東京都財務局によると、同局が契約する大規模な案件の2019年度の不調率は13・3%で、入札契約制度改革の試行期間中(17年6月26日〜18年6月24日公表案件)の17・6%と比べて改善傾向にある。平均落札率は93・5%で、試行期間中の93・6%から、ほぼ横ばいとなった。入札契約制度改革の本格実施から約2年が経過した状況をまとめた。
不調率は、財務局契約案件で9・9%(制度改革前)から17・6%(試行期間中)、13・3%(19年度)と推移している。
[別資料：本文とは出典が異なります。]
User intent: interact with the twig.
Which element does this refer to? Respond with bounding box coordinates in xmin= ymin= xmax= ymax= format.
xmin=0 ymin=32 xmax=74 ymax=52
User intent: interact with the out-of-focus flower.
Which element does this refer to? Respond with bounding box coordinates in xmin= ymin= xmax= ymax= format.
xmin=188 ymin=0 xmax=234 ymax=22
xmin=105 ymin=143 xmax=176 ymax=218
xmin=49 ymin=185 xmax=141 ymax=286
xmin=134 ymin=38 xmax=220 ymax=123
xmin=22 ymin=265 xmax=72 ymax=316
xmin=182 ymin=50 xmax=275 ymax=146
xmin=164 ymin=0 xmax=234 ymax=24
各局契約案件では、11・0%(制度改革前)から23・2%(試行期間中・17年10月30日〜18年6月24日公表案件)、19・5%(19年度)となり、いずれも試行期間中に不調率が上昇したものの、本格実施後は改善傾向となっている。
平均落札率については、財務局契約案件で、制度改革前(16年4月1日〜17年3月31日開札案件)が93・2%、試行期間中が93・6%、本格実施後の19年度は93・5%と、ほぼ同じ水準で推移してきた。
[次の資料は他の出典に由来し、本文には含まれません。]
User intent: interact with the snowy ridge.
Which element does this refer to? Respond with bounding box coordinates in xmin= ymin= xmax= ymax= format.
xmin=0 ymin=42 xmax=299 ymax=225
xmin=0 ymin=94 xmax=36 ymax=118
各局の契約案件では、制度改革前が平均落札率90・9%だったのに対し、試行期間中は93・5%に上昇したものの、19年度は92・7%とやや下がった。
この他、JV結成義務の撤廃に関しては、混合入札でJVが落札する割合は19年度に16・4%となり、試行期間中の14・9%から増加した。
混合入札を導入したことによる中小企業の受注状況の変化を見ると、受注件数ベースで、試行期間中の53・3%に比べ、19年度は62・0%に上昇。受注金額ベースでも、試行期間中は36・2%だったが、19年度は43・5%に増えている。
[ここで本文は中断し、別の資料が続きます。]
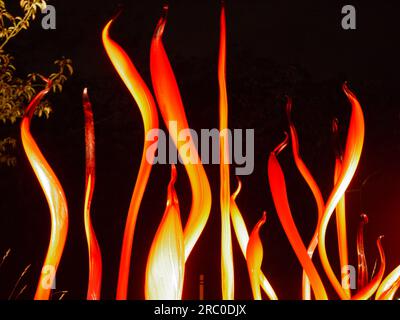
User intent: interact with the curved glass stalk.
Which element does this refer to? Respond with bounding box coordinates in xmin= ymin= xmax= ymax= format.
xmin=246 ymin=212 xmax=267 ymax=300
xmin=285 ymin=98 xmax=325 ymax=300
xmin=352 ymin=236 xmax=385 ymax=300
xmin=145 ymin=165 xmax=184 ymax=300
xmin=20 ymin=78 xmax=68 ymax=300
xmin=376 ymin=264 xmax=400 ymax=300
xmin=318 ymin=83 xmax=365 ymax=300
xmin=357 ymin=213 xmax=369 ymax=290
xmin=230 ymin=178 xmax=249 ymax=256
xmin=82 ymin=88 xmax=102 ymax=300
xmin=230 ymin=178 xmax=278 ymax=300
xmin=268 ymin=134 xmax=327 ymax=300
xmin=332 ymin=118 xmax=350 ymax=297
xmin=102 ymin=18 xmax=159 ymax=299
xmin=150 ymin=5 xmax=212 ymax=261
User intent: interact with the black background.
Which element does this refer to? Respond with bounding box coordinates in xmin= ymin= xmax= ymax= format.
xmin=1 ymin=0 xmax=400 ymax=299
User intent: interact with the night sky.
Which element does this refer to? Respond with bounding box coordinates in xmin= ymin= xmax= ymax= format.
xmin=1 ymin=0 xmax=400 ymax=299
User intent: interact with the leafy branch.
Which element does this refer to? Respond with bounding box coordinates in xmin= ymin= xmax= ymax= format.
xmin=0 ymin=0 xmax=47 ymax=50
xmin=0 ymin=137 xmax=16 ymax=166
xmin=0 ymin=0 xmax=73 ymax=166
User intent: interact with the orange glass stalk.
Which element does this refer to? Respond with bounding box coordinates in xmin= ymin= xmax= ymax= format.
xmin=230 ymin=178 xmax=278 ymax=300
xmin=332 ymin=119 xmax=350 ymax=296
xmin=102 ymin=18 xmax=159 ymax=299
xmin=145 ymin=165 xmax=184 ymax=300
xmin=246 ymin=212 xmax=267 ymax=300
xmin=20 ymin=78 xmax=68 ymax=300
xmin=268 ymin=134 xmax=327 ymax=300
xmin=318 ymin=83 xmax=364 ymax=300
xmin=218 ymin=4 xmax=234 ymax=300
xmin=376 ymin=264 xmax=400 ymax=300
xmin=150 ymin=5 xmax=212 ymax=261
xmin=357 ymin=213 xmax=369 ymax=290
xmin=230 ymin=178 xmax=248 ymax=257
xmin=377 ymin=278 xmax=400 ymax=300
xmin=285 ymin=98 xmax=325 ymax=300
xmin=82 ymin=88 xmax=102 ymax=300
xmin=352 ymin=236 xmax=385 ymax=300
18年6月に開始した入札契約制度改革の本格実施では、予定価格の事後公表を原則としながら、中小企業の積算負担の増大や各局案件での不調の多発などを踏まえ、予定価格が一定規模を下回る案件(建築4・4億円未満、土木3・5億円未満、設備2・5億円未満)は事前公表に戻した。
JV結成義務は撤廃し、混合入札を導入する一方、総合評価落札方式の入札で、中小を含むJV結成を行った場合の加点幅を引き上げるとともに、都内中小とのJV結成を入札参加条件とする「技術者育成モデルJV工事」を実施している。
この他1者入札は継続。低入札価格調査制度は一定規模以上(予定価格が建築4・4億円以上、土木3・5億円以上、設備2・5億円以上)の案件に適用し、これを下回る工事に最低制限価格を設けることにした。
本格実施前の試行段階では、1者入札を中止し、予定価格は事後公表、JV結成義務は撤廃。その結果、1者入札の中止や不調の多発、低入札価格調査での失格が相次ぎ、事業執行が遅れるといった課題が発生したため、都は入札監視委員会の提案や業界の意見を踏まえて制度の内容を見直し、本格実施として新たな制度を運用してきた。